Marco Arment: "Everyone should play by the same rules.
A proposal: storage capacities referenced or implied in the names or advertisements for personal computers, tablets, and smartphones should not exceed the amount of space available for end-user installation of third-party applications and data, after enough software has been installed to enable all commonly advertised functionality. With today's OSes, iPads could advertise capacities no larger than 12, 28, 60, and 124 GB and the Surface Pros could be named 23 and 83 GB." Wholly agreed. When I buy a box of 100 staples, I expect it to contain ~100 staples - not 50 because the other 50 are holding the box together.
Member since:
2010-01-21
I don't know what input any hard drive manufacturers who had members in these organizations might have had might have had, but the binary prefixes (kibi/gibi/tebi/etc.) were developed by the IEC with support from the IEEE and CIPM (International Committee for Weights and Measures) due to concerns that the old "everybody knows kilo- means 1024 in the context of computers" attitude was proving problematic as computers became a more and more generally-used tool.
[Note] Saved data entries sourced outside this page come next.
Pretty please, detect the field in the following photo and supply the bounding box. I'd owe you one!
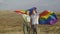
[0,11,60,34]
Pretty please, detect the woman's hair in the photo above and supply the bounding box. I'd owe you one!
[25,10,29,15]
[25,10,27,14]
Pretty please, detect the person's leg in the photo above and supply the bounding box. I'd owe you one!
[34,25,37,34]
[27,24,31,34]
[26,25,28,32]
[32,25,37,34]
[26,22,31,34]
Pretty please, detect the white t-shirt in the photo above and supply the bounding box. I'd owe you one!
[31,13,39,25]
[21,14,30,22]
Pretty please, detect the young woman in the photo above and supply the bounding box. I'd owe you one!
[30,7,39,34]
[15,10,31,34]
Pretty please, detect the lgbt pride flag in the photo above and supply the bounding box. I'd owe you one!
[39,10,58,25]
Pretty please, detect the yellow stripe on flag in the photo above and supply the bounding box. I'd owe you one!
[20,10,26,14]
[41,14,50,19]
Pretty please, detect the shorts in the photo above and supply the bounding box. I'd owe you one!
[31,25,37,28]
[31,25,37,32]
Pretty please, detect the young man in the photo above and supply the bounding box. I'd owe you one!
[30,7,39,34]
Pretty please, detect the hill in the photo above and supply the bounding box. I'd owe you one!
[0,11,60,34]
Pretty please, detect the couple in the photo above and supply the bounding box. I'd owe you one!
[22,7,39,34]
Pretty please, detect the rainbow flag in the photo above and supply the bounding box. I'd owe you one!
[14,7,37,15]
[39,10,58,25]
[15,10,26,14]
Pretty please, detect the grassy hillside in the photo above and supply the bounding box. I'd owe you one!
[0,11,60,34]
[0,11,24,34]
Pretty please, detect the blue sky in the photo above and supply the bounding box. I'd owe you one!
[0,0,60,11]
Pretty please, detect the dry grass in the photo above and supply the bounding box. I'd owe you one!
[0,11,24,34]
[0,11,60,34]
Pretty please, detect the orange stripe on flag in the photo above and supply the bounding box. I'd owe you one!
[15,10,26,14]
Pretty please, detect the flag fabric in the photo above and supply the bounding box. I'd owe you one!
[15,7,37,15]
[15,10,26,14]
[39,10,58,25]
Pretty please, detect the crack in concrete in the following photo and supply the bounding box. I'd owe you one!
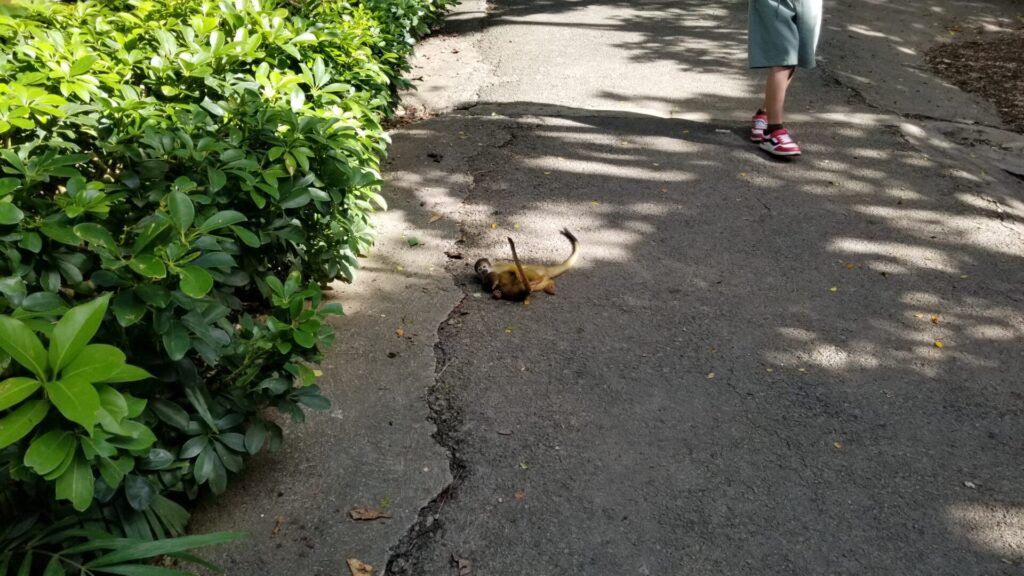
[384,119,516,574]
[384,296,469,576]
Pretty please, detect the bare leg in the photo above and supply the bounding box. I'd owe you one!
[761,66,795,125]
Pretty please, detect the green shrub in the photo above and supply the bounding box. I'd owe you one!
[0,0,456,571]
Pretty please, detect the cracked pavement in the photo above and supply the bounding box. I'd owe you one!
[191,0,1024,574]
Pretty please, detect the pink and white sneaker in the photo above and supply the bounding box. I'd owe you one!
[750,113,768,143]
[759,127,802,156]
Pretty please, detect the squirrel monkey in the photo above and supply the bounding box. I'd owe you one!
[474,228,579,301]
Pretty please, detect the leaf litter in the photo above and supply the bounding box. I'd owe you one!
[347,558,375,576]
[349,506,391,521]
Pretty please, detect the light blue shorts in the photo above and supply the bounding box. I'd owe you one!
[748,0,822,69]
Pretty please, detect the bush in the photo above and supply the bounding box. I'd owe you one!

It's actually meant to SOLVE the problem you're complaining about... though more in the context of standards, research, and business. (People in related but different fields both saying 5GB but meaning different things)
...because people in computer science decided "Ehh... 1000? 1024? Close enough. Use the SI prefixes."
Personally, I think it'd make more sense to complain about wood measurements like 2x4 referring to the size they're cut before the wood is dried out.
Just because Google Calculator is still non-compliant with a definition standards bodies agreed on over a decade ago doesn't mean that should continue to be the case.
GiB is unambiguous. GB will become unambiguous when we stop abusing it to refer to powers of 1024.
Complain to the hard drive manufacturers (Good. Ditch GB) or to Microsoft (Not something I want. Keep GiB.) to get them to agree on a set of units.